L'un des deux hommes baissa la tête, puis raconta ce qui s'était passé.
— Nous ramenions le chariot à la maison de notre maître quand cette femme est arrivée ! Elle nous a demandé de lui donner le chariot et nous a menacés avec son épée. Elle nous a volé nos marchandises !
Le roi loup soupira, puis se tourna vers la femme paladin.
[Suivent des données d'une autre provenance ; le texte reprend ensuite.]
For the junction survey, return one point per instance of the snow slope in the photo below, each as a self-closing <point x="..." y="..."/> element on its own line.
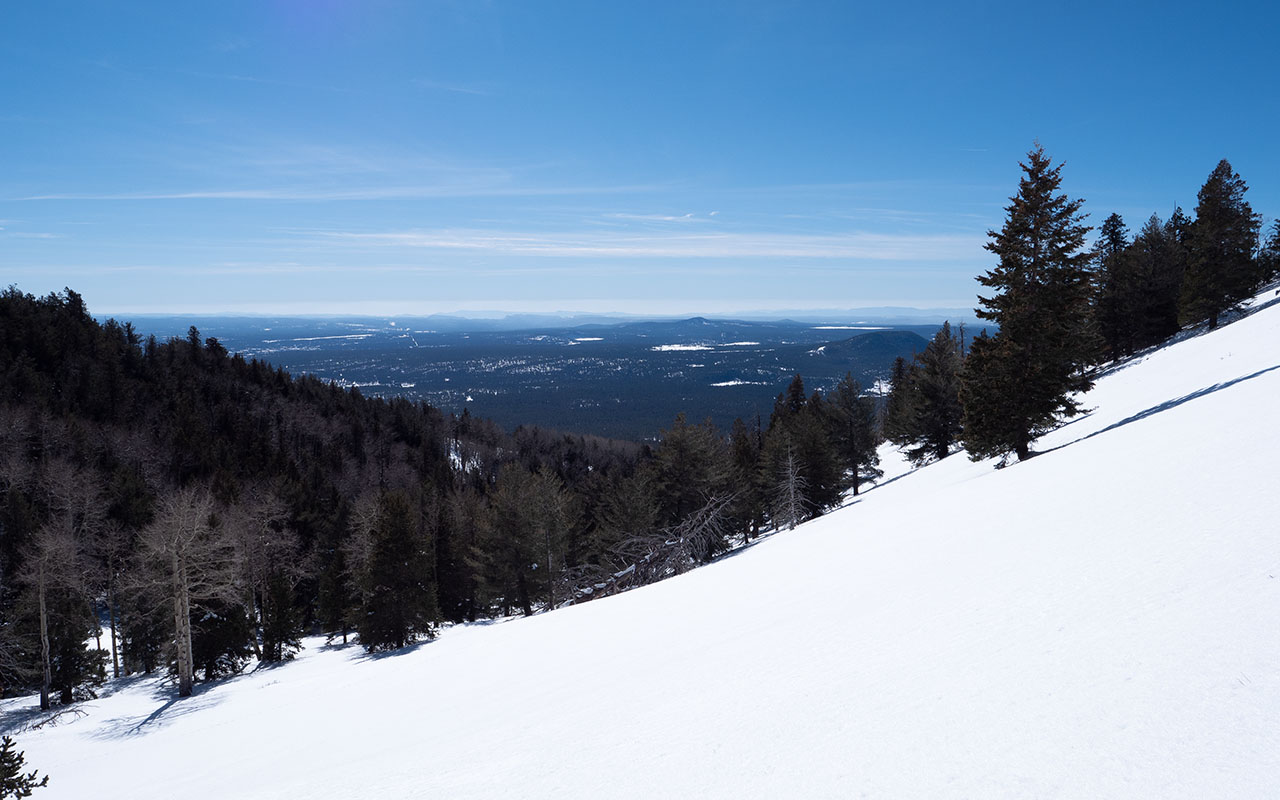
<point x="1102" y="621"/>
— C'est ce qui s'est passé ?
— Oui, en quelque sorte... Mais c'est un homme qui m'a demandé de récupérer son chariot ! Il m'a dit que ces hommes lui avaient volés !
— Vous vous êtes fait roulée en beauté.
— J'en ai bien l'impression...
Jaelith baissa la tête, honteuse. Les deux marchands, car les voleurs s'étaient avérés être d'innocents marchands, implorèrent leur roi.
— Nous avons tout perdu par la faute de cette femme ! Qu'est-ce que nous allons pouvoir dire à notre maître ?
— Votre maitre ? Eh bien, nous allons allez le voir et lui expliquer la situation. Dame Jaelith présentera ses excuses et nous verront bien comment nous pourront réparer ce terrible incident.